Currently, ancestry-informed testing for germline mutations is not a major consideration in the prostate cancer management guidelines, and so there is no clarification on which germline mutations to test based on the individual patient’s ancestry. Furthermore, the current testing panels focus on a limited number of germline pathogenic variants which are not frequently mutated in AA patients, thus leading to potentially false negative results especially with DDRG mutations in AA population. Importantly, Weise et al. pointed out that clinicians and genetic test providers should recognize the lack of equal testing rates among non-white men in germline testing cohorts [26]. This important factor might explain why non-white patients have higher rates of variants of uncertain significance (VUS) [26, 27]. Increasing the number of minorities in germline testing and related clinical trials is imperative for improved germline testing panels, screening/treatment stratification, and recommendations [28].
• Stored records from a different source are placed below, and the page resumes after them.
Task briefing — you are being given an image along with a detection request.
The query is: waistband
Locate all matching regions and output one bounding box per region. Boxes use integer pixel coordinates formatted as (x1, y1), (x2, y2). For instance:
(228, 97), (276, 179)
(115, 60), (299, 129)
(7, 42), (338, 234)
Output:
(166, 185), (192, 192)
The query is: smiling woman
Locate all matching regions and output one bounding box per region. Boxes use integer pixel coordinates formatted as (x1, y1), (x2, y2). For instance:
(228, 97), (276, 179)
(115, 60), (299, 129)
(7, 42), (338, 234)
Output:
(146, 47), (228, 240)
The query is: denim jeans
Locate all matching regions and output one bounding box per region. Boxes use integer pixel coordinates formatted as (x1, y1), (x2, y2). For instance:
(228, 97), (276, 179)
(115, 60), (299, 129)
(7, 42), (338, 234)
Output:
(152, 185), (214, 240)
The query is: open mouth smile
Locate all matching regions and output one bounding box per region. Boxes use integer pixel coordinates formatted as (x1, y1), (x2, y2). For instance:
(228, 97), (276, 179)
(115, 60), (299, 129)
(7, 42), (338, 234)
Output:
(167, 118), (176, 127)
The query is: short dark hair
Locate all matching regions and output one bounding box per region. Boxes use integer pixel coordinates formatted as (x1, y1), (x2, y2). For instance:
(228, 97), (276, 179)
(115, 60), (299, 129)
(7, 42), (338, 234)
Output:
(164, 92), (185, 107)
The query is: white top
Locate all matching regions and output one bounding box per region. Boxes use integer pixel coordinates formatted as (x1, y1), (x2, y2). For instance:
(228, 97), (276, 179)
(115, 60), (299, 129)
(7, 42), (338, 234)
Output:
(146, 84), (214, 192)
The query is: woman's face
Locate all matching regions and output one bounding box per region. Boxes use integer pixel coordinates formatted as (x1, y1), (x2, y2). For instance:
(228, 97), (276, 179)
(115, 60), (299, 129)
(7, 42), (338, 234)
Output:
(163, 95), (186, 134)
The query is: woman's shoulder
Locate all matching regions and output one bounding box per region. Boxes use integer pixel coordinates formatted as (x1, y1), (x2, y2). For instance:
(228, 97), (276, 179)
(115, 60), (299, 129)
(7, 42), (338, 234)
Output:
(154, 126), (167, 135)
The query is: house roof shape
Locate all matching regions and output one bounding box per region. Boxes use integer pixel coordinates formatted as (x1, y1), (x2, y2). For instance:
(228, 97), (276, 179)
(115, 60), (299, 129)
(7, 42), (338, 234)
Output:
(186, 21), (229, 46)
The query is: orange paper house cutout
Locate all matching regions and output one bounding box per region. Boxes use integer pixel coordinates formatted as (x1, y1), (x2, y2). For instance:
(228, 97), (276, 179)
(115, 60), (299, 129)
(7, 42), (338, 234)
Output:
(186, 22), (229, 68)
Healthcare Inequalities in Prostate Cancer
It has become generally accepted that the underlying causes of health inequities are multi-factorial and include biological, structural, and social determinants [29]. In this context healthcare, genetic and biological differences appear to be impactful drivers of disparity in prostate cancer [30, 31]. Of note, the lack of inclusive genetic tests and genetic testing is an important challenge in health care. In particular, healthcare inequalities and their impact on the entire spectrum of care of prostate cancer need to be addressed in the context of men of AA [32]. Lowder et al. analyzed the potential interaction between socioeconomic status (SES), environmental status, and genetics on prostate cancer in men of AA [33••]. Their study compared access to healthcare and showed that while 9.6% of black men were uninsured in 2019, 16.7% of Hispanic men were uninsured, and 5.2% of non-Hispanic white men were uninsured, the rates of prostate cancer were the lowest in Hispanic men. They also report that while increase in SES correlated to a decrease in prostate cancer-specific mortality in white men, increase in SES did not have a decrease in mortality in black men. An analysis of 60,035 male veterans (30.3% black and 60.7% non-Hispanic White) in the equal-access VA healthcare systems showed a similar overall survival rate between the two ethnicities [34]. Dess et al. reported that population-level risk factors such as lower socioeconomic status, decreased insurance, and increased comorbidities in African Americans contribute to their increased mortality from prostate cancer [35]. In this study, outcomes for prostate cancer in the equal-access VA system were analyzed and showed that men of AA may have better outcomes than white men when receiving similar care and access to care. Sivakumar et al. showed that men of AA outside of an equal access to care system received a median of two lines of therapy prior to complete genomic profiling (CGP), compared to one line of therapy in EA men. After CGP, only 5% of AA men were offered a clinical study drug, while 85% of men of EA were offered a clinical study drug [30]. Lower SES and decreased access to transportation and healthcare for men of AA men likely contribute to the low referral and participation rates in clinical trials. One study showed that in the USA, only 2.9% of patients in metastatic castration-resistant prostate cancer clinical trials were men of AA, and other minorities composed less than < 0.5% [35].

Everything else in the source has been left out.